The above codes result in the following plot:

An euler diagram with 6 variables

However, now I need to make an euler diagram with 11 variables. It seems impossible to make such a diagram with 11 variables as the combinations of variables will reach hundreds, if not thousands. I think creating a function to assign the letters and create the list may be the solution. However, as I am a novice in data cleaning and conditionals in R, I am not able to come up with such a function. Can anyone help me to create a function where I can just enter the dataset name and the columns which will be included in the diagram, and the function will do the rest of the cleaning?

#p.s.: I noticed that the eulerr package requires us to add the & between variables to denote overlapping cases. For example, if we want to see the intersection between variable A and B, we will need to create an exact variable of A&B.

Thank you very much in advance


Solution

  • I tried to use tidyverse to create your plot with out any manual input, but the final plot is somehow flawed. Perhaps you are able to create your plot with 11 variables based on this code and you somehow fix the issue of missing labels inside the plot.

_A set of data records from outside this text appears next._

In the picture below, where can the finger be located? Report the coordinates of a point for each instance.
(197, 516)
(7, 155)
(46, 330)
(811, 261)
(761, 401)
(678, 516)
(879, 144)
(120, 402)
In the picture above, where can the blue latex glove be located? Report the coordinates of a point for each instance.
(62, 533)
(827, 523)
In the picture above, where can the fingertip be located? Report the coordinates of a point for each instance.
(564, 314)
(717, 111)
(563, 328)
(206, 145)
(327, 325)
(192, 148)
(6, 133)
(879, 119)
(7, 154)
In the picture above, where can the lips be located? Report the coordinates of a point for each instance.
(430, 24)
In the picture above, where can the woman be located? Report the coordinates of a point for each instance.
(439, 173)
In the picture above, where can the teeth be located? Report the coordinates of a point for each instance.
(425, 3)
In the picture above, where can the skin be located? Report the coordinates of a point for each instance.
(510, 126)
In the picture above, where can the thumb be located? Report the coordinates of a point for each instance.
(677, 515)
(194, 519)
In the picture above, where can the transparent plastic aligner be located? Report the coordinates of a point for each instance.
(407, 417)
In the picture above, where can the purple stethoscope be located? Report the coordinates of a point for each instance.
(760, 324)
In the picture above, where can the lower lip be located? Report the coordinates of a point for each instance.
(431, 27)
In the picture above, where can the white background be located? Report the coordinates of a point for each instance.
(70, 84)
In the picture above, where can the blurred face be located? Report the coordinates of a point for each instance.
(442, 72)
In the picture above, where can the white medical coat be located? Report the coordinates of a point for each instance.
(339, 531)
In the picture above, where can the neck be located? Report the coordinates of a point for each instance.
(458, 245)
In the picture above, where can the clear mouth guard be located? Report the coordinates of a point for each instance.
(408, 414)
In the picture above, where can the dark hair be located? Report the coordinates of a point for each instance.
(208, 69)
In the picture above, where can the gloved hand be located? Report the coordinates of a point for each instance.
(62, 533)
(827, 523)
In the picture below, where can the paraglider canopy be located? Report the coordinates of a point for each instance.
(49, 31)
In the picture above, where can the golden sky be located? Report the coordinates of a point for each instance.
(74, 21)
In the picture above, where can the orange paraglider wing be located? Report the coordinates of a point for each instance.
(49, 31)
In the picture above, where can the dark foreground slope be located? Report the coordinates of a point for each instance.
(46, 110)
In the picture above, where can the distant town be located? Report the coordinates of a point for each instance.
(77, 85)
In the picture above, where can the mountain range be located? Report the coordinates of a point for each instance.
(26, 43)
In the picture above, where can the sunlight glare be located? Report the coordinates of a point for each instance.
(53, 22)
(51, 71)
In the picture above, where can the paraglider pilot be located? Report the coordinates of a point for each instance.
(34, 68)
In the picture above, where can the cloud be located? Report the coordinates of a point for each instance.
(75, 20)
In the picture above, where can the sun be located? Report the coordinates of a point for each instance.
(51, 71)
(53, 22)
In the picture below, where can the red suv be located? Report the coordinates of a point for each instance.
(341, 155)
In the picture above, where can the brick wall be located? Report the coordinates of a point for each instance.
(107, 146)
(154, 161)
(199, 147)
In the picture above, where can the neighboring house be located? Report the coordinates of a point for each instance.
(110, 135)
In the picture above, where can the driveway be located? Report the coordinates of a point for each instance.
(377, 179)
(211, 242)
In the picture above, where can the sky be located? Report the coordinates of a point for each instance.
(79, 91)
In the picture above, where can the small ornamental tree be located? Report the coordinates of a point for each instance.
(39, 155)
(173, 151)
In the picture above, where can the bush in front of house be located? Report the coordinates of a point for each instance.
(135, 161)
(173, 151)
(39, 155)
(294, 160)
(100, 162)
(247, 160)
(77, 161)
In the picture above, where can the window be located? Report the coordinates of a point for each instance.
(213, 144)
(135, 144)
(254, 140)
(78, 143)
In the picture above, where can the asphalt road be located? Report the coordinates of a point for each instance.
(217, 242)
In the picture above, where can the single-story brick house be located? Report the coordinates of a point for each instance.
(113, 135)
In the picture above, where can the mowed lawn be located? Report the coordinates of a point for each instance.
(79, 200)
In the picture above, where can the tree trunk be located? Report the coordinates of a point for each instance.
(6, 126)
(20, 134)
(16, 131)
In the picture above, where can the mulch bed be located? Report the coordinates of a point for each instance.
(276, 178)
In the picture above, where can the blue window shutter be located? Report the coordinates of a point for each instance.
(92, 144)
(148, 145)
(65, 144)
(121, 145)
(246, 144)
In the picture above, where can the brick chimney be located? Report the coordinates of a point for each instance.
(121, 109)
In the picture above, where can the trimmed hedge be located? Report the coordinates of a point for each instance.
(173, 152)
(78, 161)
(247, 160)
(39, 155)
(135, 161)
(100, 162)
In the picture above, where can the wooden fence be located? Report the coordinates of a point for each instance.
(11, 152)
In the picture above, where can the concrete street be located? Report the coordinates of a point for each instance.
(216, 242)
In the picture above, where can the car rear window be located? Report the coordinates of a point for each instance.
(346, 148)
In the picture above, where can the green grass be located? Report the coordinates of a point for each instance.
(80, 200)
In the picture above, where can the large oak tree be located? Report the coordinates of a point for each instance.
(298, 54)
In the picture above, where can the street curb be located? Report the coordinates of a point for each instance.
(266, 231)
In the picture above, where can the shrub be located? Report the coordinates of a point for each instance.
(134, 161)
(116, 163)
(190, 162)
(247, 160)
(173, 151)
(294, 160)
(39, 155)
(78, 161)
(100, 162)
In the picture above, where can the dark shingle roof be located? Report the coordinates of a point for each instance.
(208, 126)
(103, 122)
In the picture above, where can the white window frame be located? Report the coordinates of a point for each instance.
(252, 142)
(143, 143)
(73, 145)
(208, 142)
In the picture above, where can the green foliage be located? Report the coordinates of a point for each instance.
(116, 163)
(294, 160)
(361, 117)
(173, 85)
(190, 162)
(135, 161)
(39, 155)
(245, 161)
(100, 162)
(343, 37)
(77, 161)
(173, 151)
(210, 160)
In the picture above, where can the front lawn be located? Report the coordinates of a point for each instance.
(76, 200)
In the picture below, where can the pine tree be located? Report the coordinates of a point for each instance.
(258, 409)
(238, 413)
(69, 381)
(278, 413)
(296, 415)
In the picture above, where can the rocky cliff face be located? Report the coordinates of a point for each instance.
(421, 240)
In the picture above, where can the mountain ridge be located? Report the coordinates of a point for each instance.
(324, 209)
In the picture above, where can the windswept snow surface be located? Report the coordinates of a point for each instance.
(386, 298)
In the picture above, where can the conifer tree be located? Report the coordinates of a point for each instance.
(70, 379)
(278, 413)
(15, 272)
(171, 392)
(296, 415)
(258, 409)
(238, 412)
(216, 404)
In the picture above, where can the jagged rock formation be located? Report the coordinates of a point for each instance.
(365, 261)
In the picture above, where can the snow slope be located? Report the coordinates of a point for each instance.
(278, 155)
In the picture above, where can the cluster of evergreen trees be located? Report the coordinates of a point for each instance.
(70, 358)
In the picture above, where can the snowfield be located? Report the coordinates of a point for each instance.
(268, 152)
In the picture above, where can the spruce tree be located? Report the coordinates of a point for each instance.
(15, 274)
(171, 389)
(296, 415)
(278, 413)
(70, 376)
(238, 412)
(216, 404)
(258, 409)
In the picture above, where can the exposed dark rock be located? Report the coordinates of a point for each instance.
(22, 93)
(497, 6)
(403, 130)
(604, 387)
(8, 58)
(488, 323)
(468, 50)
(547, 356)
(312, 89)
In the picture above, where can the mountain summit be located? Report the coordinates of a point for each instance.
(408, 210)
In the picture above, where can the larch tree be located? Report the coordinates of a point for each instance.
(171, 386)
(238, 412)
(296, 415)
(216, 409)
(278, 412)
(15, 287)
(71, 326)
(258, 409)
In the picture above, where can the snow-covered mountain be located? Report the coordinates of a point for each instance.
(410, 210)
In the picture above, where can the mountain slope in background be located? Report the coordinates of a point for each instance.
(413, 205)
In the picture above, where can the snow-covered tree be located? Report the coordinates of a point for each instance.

    dataset <- data.frame(
      A = rep(c(1, 2, NA), length.out = 100),
      B = rep(c(2, NA, 1), length.out = 100),
      C = rep(c(NA, 1, 2), length.out = 100),
      D = rep(c(NA, 2, 1), length.out = 100),
      E = rep(c(1, NA, 2), length.out = 100),
      F = rep(c(1, 2, NA), length.out = 100)) 
    
    library(tidyverse)
    library(eulerr)
    
    map(1:6, ~combn(names(dataset), .x)) %>% 
      map_df(~.x %>% 
               split(rep(1:ncol(.x), each = nrow(.x))) %>% 
               `names<-`(., paste0(split(.x, rep(1:ncol(.x), each = nrow(.x))))) %>% 
               map_df(~dataset %>% 
                        mutate(rn = row_number()) %>% 
                        pivot_longer(-rn) %>% 
                        filter(name %in% .x, value == 1) %>% 
                        group_by(rn) %>% 
                        filter(n() == length(.x)) %>% 
                        ungroup() %>% 
                        summarise(n = n_distinct(rn)),
                      .id = "cols")) %>% 
      mutate(cols = str_remove(str_replace_all(str_remove_all(cols, "[^[A-Z]]"), "(\\w)", "\\1&"),
                               "&$")) %>% 
      deframe() %>% 
      euler() %>% 
      plot(fill = list(c("red", "blue", "green", "violet", "orange", "brown")),
           lty = 1,
           cex = 0.5,
           labels = NULL,
           legend = list(labels = letters[1:6]))
    

    enter image description here